I’ve been pondering open-source licenses lately, and something I’m having a hard time grasping:
What’s stopping bad guys from taking, say, libGDX (which is under an Apache 2.0 license), rebranding it, and marketing as their own?
I suppose the answer is “the community would come after them with pitchforks”, but what about smaller open-source projects without a community?
The reason I ask this is I’m in the process of open-sourcing an entire website (tutorials, game uploader, comment system, etc) and inviting my users to make changes to it, learn how to build their own JavaEE/Spring applications, etc. I’ve put a lot of time into this, and it scares me to think that somebody might just take it all, copy their logo into it, and spend their time on marketing instead of programming.
Sure, that’s an imaginary scenario and the answer to most of these types of questions is “you aren’t popular enough to worry about this kind of stuff”, but it seems that open source licensing would deal with this exact kind of thing… I’m just not sure how.

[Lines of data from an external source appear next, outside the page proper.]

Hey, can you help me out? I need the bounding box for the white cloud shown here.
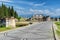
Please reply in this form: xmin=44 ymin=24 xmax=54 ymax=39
xmin=0 ymin=0 xmax=12 ymax=2
xmin=44 ymin=9 xmax=50 ymax=14
xmin=34 ymin=2 xmax=46 ymax=6
xmin=30 ymin=9 xmax=43 ymax=14
xmin=18 ymin=1 xmax=46 ymax=6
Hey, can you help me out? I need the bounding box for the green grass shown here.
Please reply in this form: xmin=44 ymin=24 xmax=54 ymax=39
xmin=56 ymin=30 xmax=60 ymax=36
xmin=0 ymin=27 xmax=12 ymax=32
xmin=55 ymin=22 xmax=60 ymax=29
xmin=55 ymin=22 xmax=60 ymax=37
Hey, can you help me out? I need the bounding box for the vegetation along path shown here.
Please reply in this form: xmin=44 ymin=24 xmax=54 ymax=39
xmin=0 ymin=22 xmax=54 ymax=40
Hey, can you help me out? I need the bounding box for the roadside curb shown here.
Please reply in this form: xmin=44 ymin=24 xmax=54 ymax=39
xmin=0 ymin=23 xmax=37 ymax=34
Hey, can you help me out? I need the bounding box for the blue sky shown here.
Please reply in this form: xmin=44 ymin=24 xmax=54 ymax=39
xmin=0 ymin=0 xmax=60 ymax=18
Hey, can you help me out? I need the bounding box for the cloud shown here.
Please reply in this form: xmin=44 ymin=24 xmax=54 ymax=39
xmin=34 ymin=2 xmax=46 ymax=6
xmin=30 ymin=9 xmax=43 ymax=14
xmin=18 ymin=1 xmax=46 ymax=6
xmin=0 ymin=0 xmax=12 ymax=2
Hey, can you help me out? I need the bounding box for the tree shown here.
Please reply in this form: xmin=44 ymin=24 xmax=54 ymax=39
xmin=0 ymin=3 xmax=18 ymax=18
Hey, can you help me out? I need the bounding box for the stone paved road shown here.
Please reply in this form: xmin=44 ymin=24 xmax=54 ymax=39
xmin=0 ymin=22 xmax=54 ymax=40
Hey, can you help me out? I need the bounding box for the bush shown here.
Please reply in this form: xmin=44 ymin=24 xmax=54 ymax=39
xmin=16 ymin=22 xmax=29 ymax=27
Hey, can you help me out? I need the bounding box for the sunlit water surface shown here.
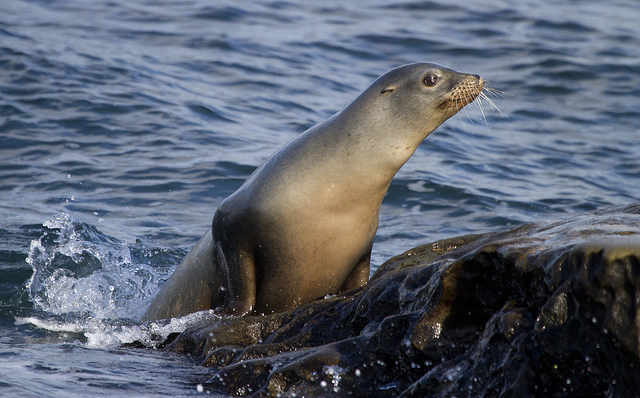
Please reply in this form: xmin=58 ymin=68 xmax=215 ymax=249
xmin=0 ymin=0 xmax=640 ymax=397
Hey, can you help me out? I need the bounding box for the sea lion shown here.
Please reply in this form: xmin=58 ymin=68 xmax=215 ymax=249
xmin=143 ymin=63 xmax=483 ymax=321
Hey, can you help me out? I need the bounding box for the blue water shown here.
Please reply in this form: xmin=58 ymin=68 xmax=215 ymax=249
xmin=0 ymin=0 xmax=640 ymax=397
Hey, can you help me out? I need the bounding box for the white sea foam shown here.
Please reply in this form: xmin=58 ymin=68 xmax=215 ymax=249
xmin=16 ymin=214 xmax=216 ymax=347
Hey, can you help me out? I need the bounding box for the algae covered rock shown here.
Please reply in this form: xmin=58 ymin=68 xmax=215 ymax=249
xmin=170 ymin=205 xmax=640 ymax=397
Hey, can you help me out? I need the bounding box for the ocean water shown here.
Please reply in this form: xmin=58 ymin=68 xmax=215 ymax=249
xmin=0 ymin=0 xmax=640 ymax=397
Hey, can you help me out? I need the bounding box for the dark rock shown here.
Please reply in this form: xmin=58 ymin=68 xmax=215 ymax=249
xmin=170 ymin=205 xmax=640 ymax=397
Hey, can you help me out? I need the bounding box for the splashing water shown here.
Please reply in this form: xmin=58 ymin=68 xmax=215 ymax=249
xmin=15 ymin=214 xmax=216 ymax=347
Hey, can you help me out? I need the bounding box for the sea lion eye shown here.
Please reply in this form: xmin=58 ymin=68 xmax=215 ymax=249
xmin=424 ymin=75 xmax=438 ymax=87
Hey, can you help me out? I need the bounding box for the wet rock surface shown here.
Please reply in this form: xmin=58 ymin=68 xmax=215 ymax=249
xmin=169 ymin=205 xmax=640 ymax=397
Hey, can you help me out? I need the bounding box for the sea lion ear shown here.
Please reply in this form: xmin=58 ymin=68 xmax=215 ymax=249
xmin=380 ymin=86 xmax=396 ymax=94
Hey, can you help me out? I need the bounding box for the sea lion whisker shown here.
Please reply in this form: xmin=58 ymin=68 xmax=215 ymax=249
xmin=477 ymin=88 xmax=509 ymax=119
xmin=143 ymin=63 xmax=482 ymax=321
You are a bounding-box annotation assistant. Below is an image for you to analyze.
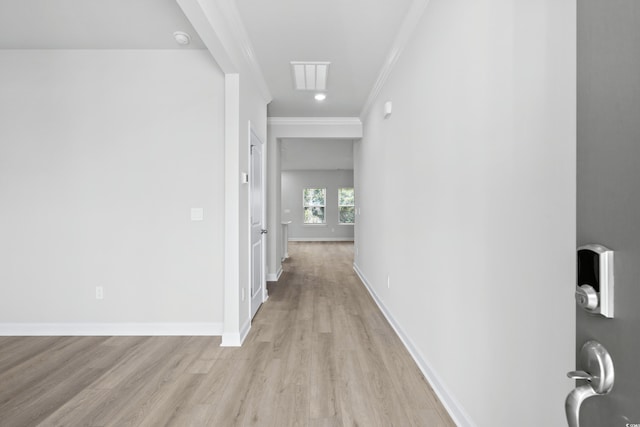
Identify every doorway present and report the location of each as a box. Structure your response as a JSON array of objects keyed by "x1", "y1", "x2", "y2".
[{"x1": 249, "y1": 130, "x2": 267, "y2": 318}]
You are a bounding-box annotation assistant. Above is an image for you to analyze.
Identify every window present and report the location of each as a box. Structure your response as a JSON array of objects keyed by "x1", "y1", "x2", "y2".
[
  {"x1": 302, "y1": 188, "x2": 327, "y2": 224},
  {"x1": 338, "y1": 188, "x2": 356, "y2": 224}
]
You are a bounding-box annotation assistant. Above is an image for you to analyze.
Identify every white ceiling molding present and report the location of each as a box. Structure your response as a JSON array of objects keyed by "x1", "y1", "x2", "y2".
[
  {"x1": 177, "y1": 0, "x2": 273, "y2": 103},
  {"x1": 360, "y1": 0, "x2": 429, "y2": 120}
]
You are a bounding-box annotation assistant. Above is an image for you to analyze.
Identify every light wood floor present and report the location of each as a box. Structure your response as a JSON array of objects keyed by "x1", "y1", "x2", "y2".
[{"x1": 0, "y1": 243, "x2": 454, "y2": 427}]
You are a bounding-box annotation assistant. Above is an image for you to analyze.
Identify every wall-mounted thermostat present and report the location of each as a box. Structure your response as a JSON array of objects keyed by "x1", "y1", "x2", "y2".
[{"x1": 576, "y1": 245, "x2": 613, "y2": 318}]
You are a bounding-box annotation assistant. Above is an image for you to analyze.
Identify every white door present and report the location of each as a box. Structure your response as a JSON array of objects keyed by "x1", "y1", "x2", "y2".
[{"x1": 249, "y1": 131, "x2": 267, "y2": 318}]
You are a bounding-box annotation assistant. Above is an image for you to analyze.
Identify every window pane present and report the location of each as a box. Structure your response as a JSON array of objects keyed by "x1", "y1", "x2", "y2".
[
  {"x1": 303, "y1": 188, "x2": 325, "y2": 206},
  {"x1": 340, "y1": 206, "x2": 356, "y2": 224},
  {"x1": 338, "y1": 188, "x2": 355, "y2": 206},
  {"x1": 304, "y1": 206, "x2": 324, "y2": 224}
]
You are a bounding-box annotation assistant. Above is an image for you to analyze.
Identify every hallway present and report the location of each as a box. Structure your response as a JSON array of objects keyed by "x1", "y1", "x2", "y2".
[{"x1": 0, "y1": 242, "x2": 454, "y2": 427}]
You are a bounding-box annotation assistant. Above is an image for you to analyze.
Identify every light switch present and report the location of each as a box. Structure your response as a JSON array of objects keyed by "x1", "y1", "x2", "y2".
[{"x1": 191, "y1": 208, "x2": 204, "y2": 221}]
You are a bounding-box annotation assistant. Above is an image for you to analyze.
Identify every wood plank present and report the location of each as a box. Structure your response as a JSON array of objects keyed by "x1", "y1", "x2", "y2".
[{"x1": 0, "y1": 242, "x2": 454, "y2": 427}]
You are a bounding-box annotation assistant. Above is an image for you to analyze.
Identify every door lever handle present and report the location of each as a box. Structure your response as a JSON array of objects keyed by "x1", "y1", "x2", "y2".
[
  {"x1": 564, "y1": 341, "x2": 615, "y2": 427},
  {"x1": 567, "y1": 371, "x2": 596, "y2": 382}
]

I’ve been using a Creative Commons No-Derivatives license for my open-source games, which meant that people could learn from the code but couldn’t just take the code and create a direct derivative from it. Through my recent research I’ve learned that Creative Commons is actually not supposed to be used for software, and the No-Derivatives isn’t exactly right for the website anyway since I’ll be hosting it on GitHub and allowing (encouraging) forks.
I suppose something like a copyleft license might help, as at the very least I could then use any changes that people make (since they’ll be required to release their code under the same copyleft license), but then again who enforces that? And that doesn’t apply to non-code changes, like the above scenario of basic rebranding.
So, what open-source licenses do you guys and gals use for your projects? Is it really an all-or-nothing case where open-sourcing means letting people do whatever they want with your work?